Последняя ночь. В городе никто не спит — войска выступят на рассвете, и в каждом доме есть кого провожать. Здесь, в этом доме, тоже горит свет. Но слабый огонек в глиняном светильнике неспособен рассеять тьму, и двое едва могут разглядеть лица друг друга. Хотя это к лучшему — ведь она знает, как он не любит слез. И она, конечно, смогла бы сдержаться… если бы не начало светать так рано…

— Это тебе.

Змейкой скользнув на ее запястье, в полутьме блестит тонкий серебряный браслет.

— Спасибо… — чуть растерянно улыбнувшись, она смотрит на сверкающий металл. Живой блеск стекает по ее руке, как родниковая струя, порожденная снегом горной вершины.

Уже не впервые она вот так провожает его на рассвете, обещая ждать. Но еще никогда ей не было так тяжко, так смутно на душе… И, как до сих пор, изо всех сил пытаясь скрыть неизбывную тревогу и тоску — от него или от самой себя? — она продолжает говорить легким, шутливым тоном, будто сегодня такая же ночь, как всегда, и впереди у них еще много ночей, и разговор самый обычный, для того случая, когда мужчина делает подарок своей подруге:

— Ты выбрал сам? А кто говорил, что не любит иметь дела с торговцами?…

— Это осталось от матери.

Она долго молча смотрит на него. И отвечает почти неслышно:

— Разве я достойна это носить?

— Я не помню ее, она умерла, чтобы дать мне жизнь. Я знал о ней только с чужих слов… Она приняла бы тебя, как родную дочь… Если бы только…
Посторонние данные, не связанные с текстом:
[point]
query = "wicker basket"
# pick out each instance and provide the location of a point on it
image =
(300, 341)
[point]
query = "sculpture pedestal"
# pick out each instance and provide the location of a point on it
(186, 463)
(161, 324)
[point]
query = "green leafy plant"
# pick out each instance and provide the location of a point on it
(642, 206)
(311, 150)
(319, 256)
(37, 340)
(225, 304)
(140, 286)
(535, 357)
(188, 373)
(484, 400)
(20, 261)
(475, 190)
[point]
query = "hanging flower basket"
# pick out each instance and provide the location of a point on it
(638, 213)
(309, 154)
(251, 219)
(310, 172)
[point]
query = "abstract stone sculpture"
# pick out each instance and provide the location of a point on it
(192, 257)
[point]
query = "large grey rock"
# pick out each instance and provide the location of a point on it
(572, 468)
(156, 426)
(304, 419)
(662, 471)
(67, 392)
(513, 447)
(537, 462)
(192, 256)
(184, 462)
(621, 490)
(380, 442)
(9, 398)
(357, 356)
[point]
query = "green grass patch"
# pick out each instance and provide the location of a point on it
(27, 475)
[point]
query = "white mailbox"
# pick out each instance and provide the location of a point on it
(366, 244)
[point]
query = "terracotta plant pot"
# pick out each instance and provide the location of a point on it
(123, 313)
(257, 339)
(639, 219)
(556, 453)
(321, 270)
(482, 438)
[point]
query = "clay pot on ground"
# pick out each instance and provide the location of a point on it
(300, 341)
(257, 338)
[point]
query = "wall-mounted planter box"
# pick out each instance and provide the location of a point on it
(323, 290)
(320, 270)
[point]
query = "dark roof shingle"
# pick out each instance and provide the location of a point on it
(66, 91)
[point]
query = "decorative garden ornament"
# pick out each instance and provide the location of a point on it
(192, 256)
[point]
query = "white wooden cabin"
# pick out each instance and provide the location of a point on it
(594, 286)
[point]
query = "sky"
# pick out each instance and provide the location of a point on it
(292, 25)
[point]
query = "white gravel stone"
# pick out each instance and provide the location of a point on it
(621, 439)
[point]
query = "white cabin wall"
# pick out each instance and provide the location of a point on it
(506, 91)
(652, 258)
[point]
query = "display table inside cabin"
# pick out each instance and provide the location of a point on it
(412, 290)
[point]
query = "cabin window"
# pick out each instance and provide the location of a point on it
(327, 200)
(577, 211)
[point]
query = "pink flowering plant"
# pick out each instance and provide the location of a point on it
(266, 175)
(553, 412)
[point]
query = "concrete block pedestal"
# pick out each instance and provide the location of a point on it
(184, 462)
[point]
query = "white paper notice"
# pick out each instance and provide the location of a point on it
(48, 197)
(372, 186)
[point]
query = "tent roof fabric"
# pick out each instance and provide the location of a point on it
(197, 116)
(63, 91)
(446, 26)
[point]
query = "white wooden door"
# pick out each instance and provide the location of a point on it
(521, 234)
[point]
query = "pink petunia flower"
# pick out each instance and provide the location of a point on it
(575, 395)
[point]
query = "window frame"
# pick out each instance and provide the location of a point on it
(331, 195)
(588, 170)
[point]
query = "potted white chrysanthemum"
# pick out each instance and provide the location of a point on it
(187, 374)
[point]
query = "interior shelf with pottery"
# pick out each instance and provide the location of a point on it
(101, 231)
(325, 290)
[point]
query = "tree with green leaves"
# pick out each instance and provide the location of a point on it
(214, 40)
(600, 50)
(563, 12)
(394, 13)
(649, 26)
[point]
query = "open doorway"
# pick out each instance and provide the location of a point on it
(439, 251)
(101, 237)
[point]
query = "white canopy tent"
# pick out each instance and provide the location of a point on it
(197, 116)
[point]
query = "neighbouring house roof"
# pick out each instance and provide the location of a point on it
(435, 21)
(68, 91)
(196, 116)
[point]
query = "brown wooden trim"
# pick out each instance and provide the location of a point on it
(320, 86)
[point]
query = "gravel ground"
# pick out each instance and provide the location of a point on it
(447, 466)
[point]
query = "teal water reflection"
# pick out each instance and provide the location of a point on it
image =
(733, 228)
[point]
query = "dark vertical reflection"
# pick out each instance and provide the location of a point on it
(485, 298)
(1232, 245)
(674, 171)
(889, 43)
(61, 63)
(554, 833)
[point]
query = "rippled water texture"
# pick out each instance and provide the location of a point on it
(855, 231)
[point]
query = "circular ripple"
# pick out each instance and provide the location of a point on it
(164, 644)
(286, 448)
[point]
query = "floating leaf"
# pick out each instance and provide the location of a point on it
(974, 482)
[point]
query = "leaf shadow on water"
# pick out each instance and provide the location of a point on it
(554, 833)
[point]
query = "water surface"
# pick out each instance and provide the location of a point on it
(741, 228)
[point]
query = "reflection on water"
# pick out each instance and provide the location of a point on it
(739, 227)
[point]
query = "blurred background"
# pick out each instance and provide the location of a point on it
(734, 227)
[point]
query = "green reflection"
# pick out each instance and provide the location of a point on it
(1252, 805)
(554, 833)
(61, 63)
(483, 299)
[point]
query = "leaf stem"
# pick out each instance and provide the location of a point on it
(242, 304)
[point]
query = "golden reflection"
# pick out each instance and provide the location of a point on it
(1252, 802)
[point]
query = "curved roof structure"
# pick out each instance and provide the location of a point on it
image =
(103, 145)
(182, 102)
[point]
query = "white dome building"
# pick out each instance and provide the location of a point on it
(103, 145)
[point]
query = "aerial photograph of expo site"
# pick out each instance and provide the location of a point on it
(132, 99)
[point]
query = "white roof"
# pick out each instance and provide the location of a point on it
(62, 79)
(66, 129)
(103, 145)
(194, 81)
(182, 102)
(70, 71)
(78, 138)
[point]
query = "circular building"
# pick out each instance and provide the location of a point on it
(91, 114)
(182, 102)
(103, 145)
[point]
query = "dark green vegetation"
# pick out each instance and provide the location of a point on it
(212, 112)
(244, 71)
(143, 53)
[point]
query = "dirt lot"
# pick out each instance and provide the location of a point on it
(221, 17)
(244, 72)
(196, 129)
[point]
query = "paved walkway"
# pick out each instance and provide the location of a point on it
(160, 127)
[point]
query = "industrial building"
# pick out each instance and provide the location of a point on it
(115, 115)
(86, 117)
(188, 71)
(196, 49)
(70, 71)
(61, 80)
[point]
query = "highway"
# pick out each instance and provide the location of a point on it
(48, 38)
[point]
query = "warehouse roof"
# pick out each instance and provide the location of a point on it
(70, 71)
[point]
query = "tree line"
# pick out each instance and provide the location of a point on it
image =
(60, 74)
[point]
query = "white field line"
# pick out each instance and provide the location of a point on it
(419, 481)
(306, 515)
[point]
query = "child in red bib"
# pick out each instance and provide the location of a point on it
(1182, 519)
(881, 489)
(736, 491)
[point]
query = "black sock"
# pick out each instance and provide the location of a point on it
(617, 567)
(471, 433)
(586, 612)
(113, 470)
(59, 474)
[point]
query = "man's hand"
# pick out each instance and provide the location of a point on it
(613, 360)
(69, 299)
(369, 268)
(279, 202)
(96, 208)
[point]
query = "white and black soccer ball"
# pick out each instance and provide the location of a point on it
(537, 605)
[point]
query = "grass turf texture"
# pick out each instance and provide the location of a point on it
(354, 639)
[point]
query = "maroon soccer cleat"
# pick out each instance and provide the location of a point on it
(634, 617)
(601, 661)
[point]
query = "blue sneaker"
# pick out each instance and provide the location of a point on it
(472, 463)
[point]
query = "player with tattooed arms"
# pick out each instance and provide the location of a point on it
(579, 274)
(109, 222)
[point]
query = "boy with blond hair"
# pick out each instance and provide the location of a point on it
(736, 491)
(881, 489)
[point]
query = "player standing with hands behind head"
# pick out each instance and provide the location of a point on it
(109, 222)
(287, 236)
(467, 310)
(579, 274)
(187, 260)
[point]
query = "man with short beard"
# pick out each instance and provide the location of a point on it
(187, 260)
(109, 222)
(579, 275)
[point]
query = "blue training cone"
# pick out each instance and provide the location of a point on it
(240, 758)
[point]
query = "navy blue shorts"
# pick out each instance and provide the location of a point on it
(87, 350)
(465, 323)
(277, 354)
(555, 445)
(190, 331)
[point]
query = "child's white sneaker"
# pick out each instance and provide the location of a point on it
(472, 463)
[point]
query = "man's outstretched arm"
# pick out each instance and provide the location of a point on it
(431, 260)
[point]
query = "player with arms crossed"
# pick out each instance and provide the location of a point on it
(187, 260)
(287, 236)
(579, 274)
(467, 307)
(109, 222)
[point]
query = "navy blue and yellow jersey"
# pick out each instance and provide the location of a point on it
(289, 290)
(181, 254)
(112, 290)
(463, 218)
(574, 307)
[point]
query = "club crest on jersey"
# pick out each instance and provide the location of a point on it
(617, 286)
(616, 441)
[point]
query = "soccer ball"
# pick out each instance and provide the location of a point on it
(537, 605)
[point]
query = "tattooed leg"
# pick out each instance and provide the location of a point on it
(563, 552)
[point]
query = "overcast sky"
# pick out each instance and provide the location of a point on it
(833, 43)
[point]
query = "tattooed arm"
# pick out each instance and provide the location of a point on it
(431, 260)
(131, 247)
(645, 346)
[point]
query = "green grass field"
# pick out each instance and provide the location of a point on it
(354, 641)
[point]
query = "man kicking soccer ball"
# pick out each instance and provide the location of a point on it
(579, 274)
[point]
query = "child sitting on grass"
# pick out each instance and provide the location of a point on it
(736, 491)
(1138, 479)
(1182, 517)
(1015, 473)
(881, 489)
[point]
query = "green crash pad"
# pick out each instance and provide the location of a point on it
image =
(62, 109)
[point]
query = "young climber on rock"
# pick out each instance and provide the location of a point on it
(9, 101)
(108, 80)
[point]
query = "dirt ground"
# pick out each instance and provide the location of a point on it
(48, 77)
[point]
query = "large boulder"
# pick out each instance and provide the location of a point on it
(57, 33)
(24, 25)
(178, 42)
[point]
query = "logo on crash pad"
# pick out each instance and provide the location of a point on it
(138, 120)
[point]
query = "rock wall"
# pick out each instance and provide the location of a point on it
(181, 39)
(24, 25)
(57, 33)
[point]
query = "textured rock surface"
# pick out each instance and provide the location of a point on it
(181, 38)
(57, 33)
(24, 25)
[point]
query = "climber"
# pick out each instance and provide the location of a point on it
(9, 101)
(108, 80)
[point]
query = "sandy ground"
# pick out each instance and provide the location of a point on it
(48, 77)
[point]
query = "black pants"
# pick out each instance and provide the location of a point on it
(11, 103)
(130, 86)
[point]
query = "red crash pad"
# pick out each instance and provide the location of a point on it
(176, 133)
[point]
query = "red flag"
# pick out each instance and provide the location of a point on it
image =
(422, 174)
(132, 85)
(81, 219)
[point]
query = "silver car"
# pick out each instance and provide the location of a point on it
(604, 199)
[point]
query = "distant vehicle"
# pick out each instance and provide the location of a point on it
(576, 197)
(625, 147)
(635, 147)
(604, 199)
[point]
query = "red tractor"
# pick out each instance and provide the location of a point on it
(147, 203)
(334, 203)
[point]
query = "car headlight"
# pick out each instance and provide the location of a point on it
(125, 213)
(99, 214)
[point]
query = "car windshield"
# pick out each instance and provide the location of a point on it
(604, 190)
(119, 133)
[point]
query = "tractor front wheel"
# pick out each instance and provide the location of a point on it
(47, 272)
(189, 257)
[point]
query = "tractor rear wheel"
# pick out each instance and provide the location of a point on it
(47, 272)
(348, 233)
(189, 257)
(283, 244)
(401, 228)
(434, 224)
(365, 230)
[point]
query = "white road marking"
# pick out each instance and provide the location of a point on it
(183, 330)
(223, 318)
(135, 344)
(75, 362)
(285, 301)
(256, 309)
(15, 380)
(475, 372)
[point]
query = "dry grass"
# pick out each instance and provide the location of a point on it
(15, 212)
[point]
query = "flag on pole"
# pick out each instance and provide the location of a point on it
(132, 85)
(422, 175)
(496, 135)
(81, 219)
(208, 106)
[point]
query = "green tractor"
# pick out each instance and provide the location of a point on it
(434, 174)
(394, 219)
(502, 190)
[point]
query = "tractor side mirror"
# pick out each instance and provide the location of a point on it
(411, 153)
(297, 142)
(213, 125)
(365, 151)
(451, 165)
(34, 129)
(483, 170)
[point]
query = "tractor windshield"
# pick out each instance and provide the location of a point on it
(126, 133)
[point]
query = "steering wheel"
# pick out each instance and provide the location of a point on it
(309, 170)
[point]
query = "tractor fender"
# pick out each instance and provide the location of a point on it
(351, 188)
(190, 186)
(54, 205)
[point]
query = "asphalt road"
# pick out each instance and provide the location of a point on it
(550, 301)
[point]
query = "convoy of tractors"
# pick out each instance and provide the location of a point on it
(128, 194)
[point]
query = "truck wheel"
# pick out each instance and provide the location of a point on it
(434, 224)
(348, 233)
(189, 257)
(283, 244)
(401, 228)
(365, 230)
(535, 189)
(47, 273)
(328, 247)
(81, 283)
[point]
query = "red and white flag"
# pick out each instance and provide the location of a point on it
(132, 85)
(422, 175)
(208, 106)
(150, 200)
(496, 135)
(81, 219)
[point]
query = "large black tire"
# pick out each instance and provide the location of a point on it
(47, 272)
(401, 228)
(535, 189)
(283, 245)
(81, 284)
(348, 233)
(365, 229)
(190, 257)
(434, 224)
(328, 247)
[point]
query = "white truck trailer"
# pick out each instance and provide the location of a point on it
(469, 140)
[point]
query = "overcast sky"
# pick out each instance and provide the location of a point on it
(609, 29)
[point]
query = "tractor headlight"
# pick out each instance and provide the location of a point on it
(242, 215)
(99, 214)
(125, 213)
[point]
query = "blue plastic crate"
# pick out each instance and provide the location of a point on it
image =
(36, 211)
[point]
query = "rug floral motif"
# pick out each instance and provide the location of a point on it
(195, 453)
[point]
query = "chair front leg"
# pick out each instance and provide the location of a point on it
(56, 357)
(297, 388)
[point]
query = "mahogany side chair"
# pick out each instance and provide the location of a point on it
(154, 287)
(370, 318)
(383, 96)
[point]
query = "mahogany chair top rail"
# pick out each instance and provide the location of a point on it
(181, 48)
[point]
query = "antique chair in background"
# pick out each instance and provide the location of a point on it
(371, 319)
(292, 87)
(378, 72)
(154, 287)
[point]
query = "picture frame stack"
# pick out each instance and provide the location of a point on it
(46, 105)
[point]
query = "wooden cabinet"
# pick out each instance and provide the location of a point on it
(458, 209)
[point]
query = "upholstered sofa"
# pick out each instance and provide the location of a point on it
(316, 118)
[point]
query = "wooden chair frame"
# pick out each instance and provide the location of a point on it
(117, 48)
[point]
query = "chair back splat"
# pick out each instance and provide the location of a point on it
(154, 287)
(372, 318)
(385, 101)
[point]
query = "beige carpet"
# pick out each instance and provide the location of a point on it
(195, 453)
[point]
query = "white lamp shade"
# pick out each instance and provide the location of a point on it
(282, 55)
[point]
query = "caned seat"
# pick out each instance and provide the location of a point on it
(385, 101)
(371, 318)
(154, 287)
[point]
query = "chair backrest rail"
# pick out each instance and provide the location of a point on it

— Не говори, — быстро шепчет она. — Не нужно!

Будто не слыша, он перебивает ее:

— Ты сама знаешь, я никогда не смогу назвать тебя моей женой. Но…

Он не привык тратить лишних слов, не привык делиться своими мыслями с кем бы то ни было, даже с нею. И даже ей не всегда удается понять, о чем он думает. За несколько лет, проведенных вместе, он ни разу не говорил ей о своей любви. Почти никогда не рассказывал о себе. Не расспрашивал о ней самой, — правда, это для нее к лучшему. Слава богам, он никогда не заговаривал о том, что она делала после ночи, в которую они встретились впервые, и до того вечера, когда пришла к нему. И никогда не спросил бы, почему она не пришла раньше — в одну из тех бесконечных ночей, когда он, измотанный болью, лежа без сна, смотрел воспаленными глазами в темноту, или в один из тех первых дней, когда он был одержим лишь одной мыслью — вновь владеть оружием, не наравне с другими, а лучше других, как было всегда, и, еще превозмогая боль, учился держать щит в изувеченной правой руке, а меч — в левой. Это давно прошло, и в искусстве боя он снова опережает многих, и теперь ему самому было бы странно вспомнить, каким нелегким это казалось вначале. Но он и не вспоминает, отринув прошедшее — не потому, что память о нем тягостна, а просто потому, что оно уже не имеет значения… И так же ни словом не дал понять, помнит ли, что она пришла не сразу… Наверно, он знал, как тяжелы ей мысли о том, что встало тогда преградой на ее пути. А может, он и правда не думал обо всем этом?… Она стала частью его жизни — и это неизмеримо много… Она всегда оставалась лишь частью его жизни — и не самой главной. Так и должно быть. Потому что не может жить ради любви к женщине тот, кто достоин звания мужчины. А будь он иным, его и не могла бы полюбить та, которая достойна называться его подругой…

Вот и сейчас он медлит, прежде чем сказать непривычные для него слова.

И так и не произносит их. Но это уже неважно.


Тьма, только черная тьма окружает нас, но будто в свете невидимого огня стоим мы двое. Время исчезло, и смерти нет, и мы смотрим друг другу в глаза.